Impact of ramucirumab plus erlotinib on circulating cell-free DNA from patients with untreated metastatic non-small cell lung cancer with EGFR-activating mutations (RELAY phase 3 randomized study)

An exploratory, proof-of-concept, liquid biopsy addendum to examine biomarkers within cell-free DNA (cfDNA) in the RELAY phase 3, randomized, double-blind, placebo-controlled study was conducted. RELAY showed improved progression-free survival (PFS) with ramucirumab (RAM), a human immunoglobulin G1 vascular endothelial growth factor receptor 2 antagonist, plus erlotinib (ERL), a tyrosine kinase inhibitor, compared with placebo (PL) plus ERL.

EGFR-activating mutation allele count was suppressed, total cfDNA concentration increased, and short fragment-sized cfDNA increased with RAM + ERL, suggesting the additional anti-tumor effect of RAM may contribute to the PFS benefit observed in RELAY with RAM + ERL vs. PL + ERL.

Treatment-naïve patients with endothelial growth factor receptor (EGFR)-mutated metastatic non-small cell lung cancer were randomized (1:1) to RAM + ERL or PL + ERL. Plasma samples were collected at baseline, on treatment, and at 30-day post-study treatment discontinuation follow-up. Baseline and treatment-emergent gene alterations and EGFR-activating mutation allele counts were investigated by next-generation sequencing (NGS) and droplet digital polymerase chain reaction (ddPCR), respectively. cfDNA concentration and fragment size were evaluated by real-time polymerase chain reaction and the BioAnalyzer. Patients with a valid baseline plasma sample were included (70 RAM + ERL, 61 PL + ERL).

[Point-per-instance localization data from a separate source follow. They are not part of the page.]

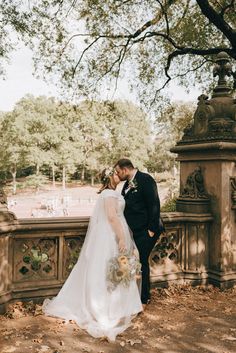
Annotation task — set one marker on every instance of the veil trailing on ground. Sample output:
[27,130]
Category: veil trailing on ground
[84,296]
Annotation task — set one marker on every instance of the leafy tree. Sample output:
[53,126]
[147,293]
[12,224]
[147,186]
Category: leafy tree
[13,151]
[89,43]
[170,126]
[111,130]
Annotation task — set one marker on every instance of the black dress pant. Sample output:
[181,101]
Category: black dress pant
[145,244]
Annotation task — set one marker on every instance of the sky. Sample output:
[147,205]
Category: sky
[20,81]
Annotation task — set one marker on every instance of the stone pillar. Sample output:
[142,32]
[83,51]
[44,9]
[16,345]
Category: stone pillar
[7,223]
[207,155]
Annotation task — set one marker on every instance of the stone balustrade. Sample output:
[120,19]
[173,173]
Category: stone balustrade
[37,255]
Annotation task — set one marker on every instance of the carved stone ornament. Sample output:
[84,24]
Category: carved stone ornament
[215,118]
[194,187]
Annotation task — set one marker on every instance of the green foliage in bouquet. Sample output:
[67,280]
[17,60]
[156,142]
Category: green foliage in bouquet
[122,269]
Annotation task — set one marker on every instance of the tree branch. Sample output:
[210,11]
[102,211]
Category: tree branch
[227,7]
[218,21]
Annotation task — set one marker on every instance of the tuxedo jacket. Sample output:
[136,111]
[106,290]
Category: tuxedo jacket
[142,204]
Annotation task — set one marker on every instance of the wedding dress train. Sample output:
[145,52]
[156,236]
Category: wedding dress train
[84,296]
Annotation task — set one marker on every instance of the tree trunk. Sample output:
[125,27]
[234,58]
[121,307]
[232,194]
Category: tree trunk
[53,176]
[82,174]
[64,178]
[92,179]
[13,173]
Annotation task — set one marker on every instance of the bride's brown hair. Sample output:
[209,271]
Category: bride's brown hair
[105,179]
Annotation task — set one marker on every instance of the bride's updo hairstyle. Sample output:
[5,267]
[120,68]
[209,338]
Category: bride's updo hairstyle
[105,178]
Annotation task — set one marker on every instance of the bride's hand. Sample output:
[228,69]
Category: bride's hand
[121,245]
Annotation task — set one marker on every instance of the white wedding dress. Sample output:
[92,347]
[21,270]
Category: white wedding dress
[84,297]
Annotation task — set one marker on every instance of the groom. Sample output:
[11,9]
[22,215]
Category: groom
[142,213]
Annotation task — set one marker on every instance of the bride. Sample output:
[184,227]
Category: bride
[86,296]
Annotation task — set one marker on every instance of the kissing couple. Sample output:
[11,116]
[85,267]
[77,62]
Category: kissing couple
[108,286]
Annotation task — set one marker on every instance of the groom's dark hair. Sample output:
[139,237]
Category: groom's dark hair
[124,163]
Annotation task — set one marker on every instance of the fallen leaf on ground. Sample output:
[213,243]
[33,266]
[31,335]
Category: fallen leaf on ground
[228,338]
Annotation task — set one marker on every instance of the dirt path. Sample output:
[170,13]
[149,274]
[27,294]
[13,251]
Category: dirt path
[180,319]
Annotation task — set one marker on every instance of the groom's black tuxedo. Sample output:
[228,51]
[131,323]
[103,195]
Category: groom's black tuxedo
[142,213]
[142,204]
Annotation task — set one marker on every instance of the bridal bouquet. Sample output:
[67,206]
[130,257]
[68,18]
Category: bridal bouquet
[122,269]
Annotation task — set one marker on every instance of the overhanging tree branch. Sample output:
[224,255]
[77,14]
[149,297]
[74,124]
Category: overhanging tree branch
[218,21]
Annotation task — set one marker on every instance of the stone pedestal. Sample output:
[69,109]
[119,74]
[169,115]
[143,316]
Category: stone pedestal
[218,165]
[207,155]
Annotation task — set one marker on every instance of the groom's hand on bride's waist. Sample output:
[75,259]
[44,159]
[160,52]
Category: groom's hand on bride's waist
[151,234]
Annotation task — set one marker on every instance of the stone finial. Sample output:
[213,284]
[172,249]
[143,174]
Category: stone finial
[222,69]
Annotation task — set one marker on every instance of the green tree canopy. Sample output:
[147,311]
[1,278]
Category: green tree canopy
[90,43]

TP53 mutation was the most frequently co-occurring baseline gene alteration (43%). Post-study treatment discontinuation EGFR T790M mutation rates were 54.5% (6/11) and 41.2% (7/17) by ddPCR, and 22.2% (2/9) and 29.4% (5/17) by NGS, in the RAM + ERL and PL + ERL arms, respectively. EGFR-activating mutation allele count decreased at Cycle 4 in both treatment arms and was sustained at follow-up with RAM + ERL. PFS improved for patients with no detectable EGFR-activating mutation at Cycle 4 vs. those with detectable EGFR-activating mutation. Total cfDNA concentration increased from baseline at Cycle 4 and through to follow-up with RAM + ERL. cfDNA fragment size was similar between treatment arms at baseline [mean (standard deviation) base pairs: RAM + ERL, 173.4 (2.6); PL + ERL, 172.9 (3.2)] and was shorter at Cycle 4 with RAM + ERL vs. PL + ERL [169.5 (2.8) vs. 174.1 (3.3), respectively; P<0.0001]. Baseline vs. Cycle 4 paired analysis showed a decrease in cfDNA fragment size for 84% (48/57) and 23% (11/47) of patient samples in the RAM + ERL and PL + ERL arms, respectively. Conclusions: EGFR-activating mutation allele count was suppressed, total cfDNA concentration increased, and short fragment-sized cfDNA increased with RAM + ERL, suggesting the additional anti-tumor effect of RAM may contribute to the PFS benefit observed in RELAY with RAM + ERL vs. PL + ERL.

ClinicalTrials.gov; identifier: NCT02411448.